Jurassic Blood-Sucking Fleas Discovered in China

D. Huang/Nature/AP Photo

Hide your dogs, hide your cats, the discovery of monstrous "Jurassic fleas" in Northern China is enough to make even Twilight's vampires quiver.

A team of researchers has unearthed the fossilized remains of blood-sucking mini-beasts dating back at least 65 million years. They found them to be especially suited for sinking their teeth into dinosaurs. Nearly an inch long, the pesky, prehistoric critters were more than ten times the size of today's average household flea.

"It really appears as though they were specialized for working their way into some heavy hides," said Michael Engel, a palaeoentomologist at the University of Kansas who co-authored a study on the discovery. "It was a big critter. I can't even imagine coming home and finding my miniature schnauzer with one or more of these things crawling around on it."

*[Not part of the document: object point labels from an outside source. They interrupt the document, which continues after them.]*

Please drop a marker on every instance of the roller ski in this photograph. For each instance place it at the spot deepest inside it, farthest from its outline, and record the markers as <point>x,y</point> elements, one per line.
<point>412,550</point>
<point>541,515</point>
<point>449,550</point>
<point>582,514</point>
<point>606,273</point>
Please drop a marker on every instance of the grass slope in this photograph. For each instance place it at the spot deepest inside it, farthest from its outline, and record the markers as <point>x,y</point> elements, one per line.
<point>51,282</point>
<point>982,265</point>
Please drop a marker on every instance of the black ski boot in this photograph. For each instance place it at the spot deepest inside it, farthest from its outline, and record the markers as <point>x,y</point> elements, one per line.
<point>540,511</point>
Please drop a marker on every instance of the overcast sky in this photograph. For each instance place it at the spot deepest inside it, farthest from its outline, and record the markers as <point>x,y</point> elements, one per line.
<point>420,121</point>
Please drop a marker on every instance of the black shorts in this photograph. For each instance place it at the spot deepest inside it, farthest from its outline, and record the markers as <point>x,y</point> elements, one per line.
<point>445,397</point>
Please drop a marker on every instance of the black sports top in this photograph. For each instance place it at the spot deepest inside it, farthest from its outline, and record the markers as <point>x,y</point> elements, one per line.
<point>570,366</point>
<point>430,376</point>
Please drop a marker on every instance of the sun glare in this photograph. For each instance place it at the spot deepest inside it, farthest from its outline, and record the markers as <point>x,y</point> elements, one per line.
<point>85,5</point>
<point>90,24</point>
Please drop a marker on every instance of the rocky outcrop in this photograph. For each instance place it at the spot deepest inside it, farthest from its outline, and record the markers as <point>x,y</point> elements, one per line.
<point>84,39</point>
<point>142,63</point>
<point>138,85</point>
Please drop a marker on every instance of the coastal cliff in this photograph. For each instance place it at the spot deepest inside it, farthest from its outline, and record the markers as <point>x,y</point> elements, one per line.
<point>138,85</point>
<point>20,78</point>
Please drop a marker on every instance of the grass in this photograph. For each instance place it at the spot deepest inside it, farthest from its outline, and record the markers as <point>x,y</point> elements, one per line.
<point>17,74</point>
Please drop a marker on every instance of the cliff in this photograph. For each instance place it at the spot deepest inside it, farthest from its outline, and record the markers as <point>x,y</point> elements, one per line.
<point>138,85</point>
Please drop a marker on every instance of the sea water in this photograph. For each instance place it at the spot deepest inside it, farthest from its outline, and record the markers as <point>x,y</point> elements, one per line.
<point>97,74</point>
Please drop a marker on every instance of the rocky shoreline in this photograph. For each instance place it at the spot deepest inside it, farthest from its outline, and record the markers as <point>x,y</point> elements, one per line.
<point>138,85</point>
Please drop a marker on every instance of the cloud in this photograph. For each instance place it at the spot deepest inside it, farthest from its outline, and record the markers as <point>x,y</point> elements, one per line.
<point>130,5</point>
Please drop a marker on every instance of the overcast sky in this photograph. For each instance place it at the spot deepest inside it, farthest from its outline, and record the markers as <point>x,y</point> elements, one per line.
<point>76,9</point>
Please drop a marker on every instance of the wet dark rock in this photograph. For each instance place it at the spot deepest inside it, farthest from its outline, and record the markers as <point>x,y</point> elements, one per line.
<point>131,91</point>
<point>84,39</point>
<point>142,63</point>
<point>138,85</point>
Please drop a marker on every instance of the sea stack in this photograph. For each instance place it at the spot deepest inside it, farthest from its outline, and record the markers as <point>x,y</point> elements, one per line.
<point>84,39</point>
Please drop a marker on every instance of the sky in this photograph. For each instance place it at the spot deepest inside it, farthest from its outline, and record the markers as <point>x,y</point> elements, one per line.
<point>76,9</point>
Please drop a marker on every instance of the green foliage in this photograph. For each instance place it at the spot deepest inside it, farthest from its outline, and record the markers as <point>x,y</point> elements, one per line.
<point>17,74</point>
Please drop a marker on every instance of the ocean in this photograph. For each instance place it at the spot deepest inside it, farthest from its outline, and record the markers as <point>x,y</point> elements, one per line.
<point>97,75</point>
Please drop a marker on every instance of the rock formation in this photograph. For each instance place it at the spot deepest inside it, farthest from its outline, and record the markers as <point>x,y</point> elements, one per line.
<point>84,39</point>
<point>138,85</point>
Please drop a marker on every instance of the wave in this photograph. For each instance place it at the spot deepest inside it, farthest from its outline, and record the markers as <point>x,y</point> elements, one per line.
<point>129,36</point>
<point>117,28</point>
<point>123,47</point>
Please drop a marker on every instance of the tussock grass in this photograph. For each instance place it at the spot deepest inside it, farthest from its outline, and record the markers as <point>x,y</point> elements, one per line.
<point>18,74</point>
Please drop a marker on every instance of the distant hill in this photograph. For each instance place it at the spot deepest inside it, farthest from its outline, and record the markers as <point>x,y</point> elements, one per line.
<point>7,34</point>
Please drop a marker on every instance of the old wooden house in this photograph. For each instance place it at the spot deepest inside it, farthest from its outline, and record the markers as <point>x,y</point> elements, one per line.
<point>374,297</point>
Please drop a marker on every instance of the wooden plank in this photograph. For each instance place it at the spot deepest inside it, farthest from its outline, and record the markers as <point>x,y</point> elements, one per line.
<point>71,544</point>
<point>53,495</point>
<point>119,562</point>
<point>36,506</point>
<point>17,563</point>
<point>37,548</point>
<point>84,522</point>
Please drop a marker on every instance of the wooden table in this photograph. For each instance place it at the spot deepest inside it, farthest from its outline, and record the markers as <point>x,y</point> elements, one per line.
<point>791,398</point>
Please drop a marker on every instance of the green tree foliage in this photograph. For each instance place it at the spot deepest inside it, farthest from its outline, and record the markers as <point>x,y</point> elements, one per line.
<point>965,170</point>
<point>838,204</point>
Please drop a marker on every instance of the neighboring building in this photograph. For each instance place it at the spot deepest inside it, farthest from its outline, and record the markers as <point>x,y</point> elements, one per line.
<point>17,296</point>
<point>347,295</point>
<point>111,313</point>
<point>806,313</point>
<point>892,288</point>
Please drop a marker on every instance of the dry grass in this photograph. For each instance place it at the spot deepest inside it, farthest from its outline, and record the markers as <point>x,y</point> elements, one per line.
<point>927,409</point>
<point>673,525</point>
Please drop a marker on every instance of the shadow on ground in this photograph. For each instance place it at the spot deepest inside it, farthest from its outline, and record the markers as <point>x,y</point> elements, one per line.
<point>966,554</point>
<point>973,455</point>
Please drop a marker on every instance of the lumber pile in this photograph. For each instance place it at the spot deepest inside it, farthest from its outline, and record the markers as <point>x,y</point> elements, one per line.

When thirsty, these fleas were built to feast. They had stout "sucking siphons" used to pierce the tough hides of feathered dinosaurs such as the Pterosaurs. Unlike the fleas you may find on Fido, these creatures were not able to easily hop from meal to meal. Instead, researchers believe their hind legs were designed to take running leaps, enabling them to latch onto their prey.

Once feasting, their strong mouths may have made it hard for even a dinosaur to shake them loose. And in those days, a Jurassic flea bath would be hard to come by.

Tina Chen contributed to this report.